Unterwegs kommen uns Bezwinger entgegen und motivieren uns mit „Es sind nur noch 45 Minuten bis zur Spitze“, oder “ Gleich hast du es geschafft!“. Als ein Junge mit Krücken entgegen kommt, packt mich mein Mut und ich gebe meine letzte Energie den Vulkan zu besteigen. Wenn ein Junge auf Krücken dies schafft, dann schafft eine Mai das auch. Dasselbe habe ich mir damals in Saigon geschworen, als mich eine 70-Jährige Oma auf einem Moped überholt hat. Aufgeben oder Weitergehen? Natürlich Weitergehen! Einen Popo-Krampf, zwei Wasserflaschen, und 70 Minuten später stehe ich mit meinen Kameraden auf am Krater des Vulkans. Ein fauliger Eiergestank kommt uns entgegen und wir packen unsere „Ärzte-Ohne-Ahnung“-Masken aus. Immer mehr Schwefelarbeiter kommen uns entgegen und sind trotz all der Anstrengung immer freundlich und entgegen mir mein „Selamat Pagi“ (Guten Morgen) mit einem Lächeln. Die Körper sind dünn und nur voller Sehnen und Muskeln. Am Rücken hat sich eine extreme Verkrustung gebildet, die die Arbeiter für immer entstellt. Sie sind alle nicht größer als ich und dunkel von der feurigen Sonne. Sie sind zwischen 25 und 45 Jahre alt und haben Ihr Leben lang nichts gelernt außer Schwefel abbauen und den Berg runter transportieren. Tag für Tag. Jahr für Jahr. Ihnen ist nicht bewusst, dass Sie Ihre Gesundheit und Ihr Leben auf Spiel setzten. Und wenn Sie es wissen, so können Sie nichts dagegen tun. Oder besser gesagt, Sie wissen nicht was Sie machen sollen. Eine Familie wartet daheim und muss ernährt werden. Ohne Geld und Bildung, bleibt Ihnen ein sicherer Bürojob verwehrt. Harte Köperliche Arbeitet, wird gut bezahlt, jedoch zu welchen Kosten? Wer ernährt die Familien, wenn der Vater unter der Last des Schwefels zusammenbricht? Wer bezahlt die Krankenhauskosten, wenn er ausrutscht und sich was bricht? Es ist ein Teufelskreis.

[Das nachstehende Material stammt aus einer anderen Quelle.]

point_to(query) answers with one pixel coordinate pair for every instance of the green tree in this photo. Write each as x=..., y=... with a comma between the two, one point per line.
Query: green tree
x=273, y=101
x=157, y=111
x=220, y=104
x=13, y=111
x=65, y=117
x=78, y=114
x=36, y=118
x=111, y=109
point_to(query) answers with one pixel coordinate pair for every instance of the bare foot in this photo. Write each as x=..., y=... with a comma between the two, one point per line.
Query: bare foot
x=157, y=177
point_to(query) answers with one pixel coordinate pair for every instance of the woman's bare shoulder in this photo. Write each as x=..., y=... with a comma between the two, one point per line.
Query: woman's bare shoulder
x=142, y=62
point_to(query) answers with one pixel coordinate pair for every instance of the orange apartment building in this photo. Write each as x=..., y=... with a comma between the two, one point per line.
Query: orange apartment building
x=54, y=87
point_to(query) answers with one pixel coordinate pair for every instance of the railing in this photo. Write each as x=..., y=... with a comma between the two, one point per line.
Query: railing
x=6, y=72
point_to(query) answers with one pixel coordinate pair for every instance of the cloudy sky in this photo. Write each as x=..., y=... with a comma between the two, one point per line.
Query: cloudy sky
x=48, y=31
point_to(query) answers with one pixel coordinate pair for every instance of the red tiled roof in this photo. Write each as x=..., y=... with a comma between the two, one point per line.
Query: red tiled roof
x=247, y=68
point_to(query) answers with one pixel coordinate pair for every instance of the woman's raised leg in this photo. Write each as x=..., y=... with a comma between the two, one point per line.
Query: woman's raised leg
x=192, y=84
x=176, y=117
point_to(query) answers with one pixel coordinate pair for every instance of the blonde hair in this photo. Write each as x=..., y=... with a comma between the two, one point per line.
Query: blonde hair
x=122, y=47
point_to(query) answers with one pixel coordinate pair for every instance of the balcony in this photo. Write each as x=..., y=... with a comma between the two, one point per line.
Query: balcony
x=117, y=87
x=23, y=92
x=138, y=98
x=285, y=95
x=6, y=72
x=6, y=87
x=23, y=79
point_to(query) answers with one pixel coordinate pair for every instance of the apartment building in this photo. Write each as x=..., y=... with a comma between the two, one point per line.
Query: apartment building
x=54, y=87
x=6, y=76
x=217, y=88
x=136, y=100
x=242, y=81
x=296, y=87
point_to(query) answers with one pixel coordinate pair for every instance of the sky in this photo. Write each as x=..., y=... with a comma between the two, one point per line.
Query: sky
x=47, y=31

Je mehr ich darüber erfahre, desto geschockter bin ich. Warum hilft Ihnen keiner? Warum baut der Staat keine Seilbahn? Warum?
Wir sind hier in Asien, und da ist es anders. Der Staat hat kein Geld hier zu investieren und außerdem verlieren viele Arbeiter Ihren Job, wenn hier modernisiert wird, sagt man. Die Touristen kommen doch wegen den Schwefelarbeitern.
Bitte was? Ich komme sicherlich nicht, um den armen Menschen beim Leiden zuzusehen. Aber es gibt Sie – die Gaffer – die Menschen, die Bilder von den Arbeitern machen und sich nicht mal bereit erklären 10 Cent zu spenden.
Was sollen die armen Arbeiter machen? Sich beschweren?
Immer wieder begegne ich auf meinen Reisen Touristen, die sich zu fein sind zu helfen. Sie übernachten in den besten Hotels, essen vorzügliches Essen, gönnen sich Ihre Asienreise, aber weigern sich auch nur einen Bruchteil Ihres Geldes für gute Zwecke zu spenden. Auch wenn ich als Touristikerin nicht ein Vermögen verdiene, so zeige ich diesen Menschen gegenüber meinen Respekt und versuche so gut wie möglich zu helfen: mit Essenspenden, Freundlichkeit und einer kleiner finanziellen Geste.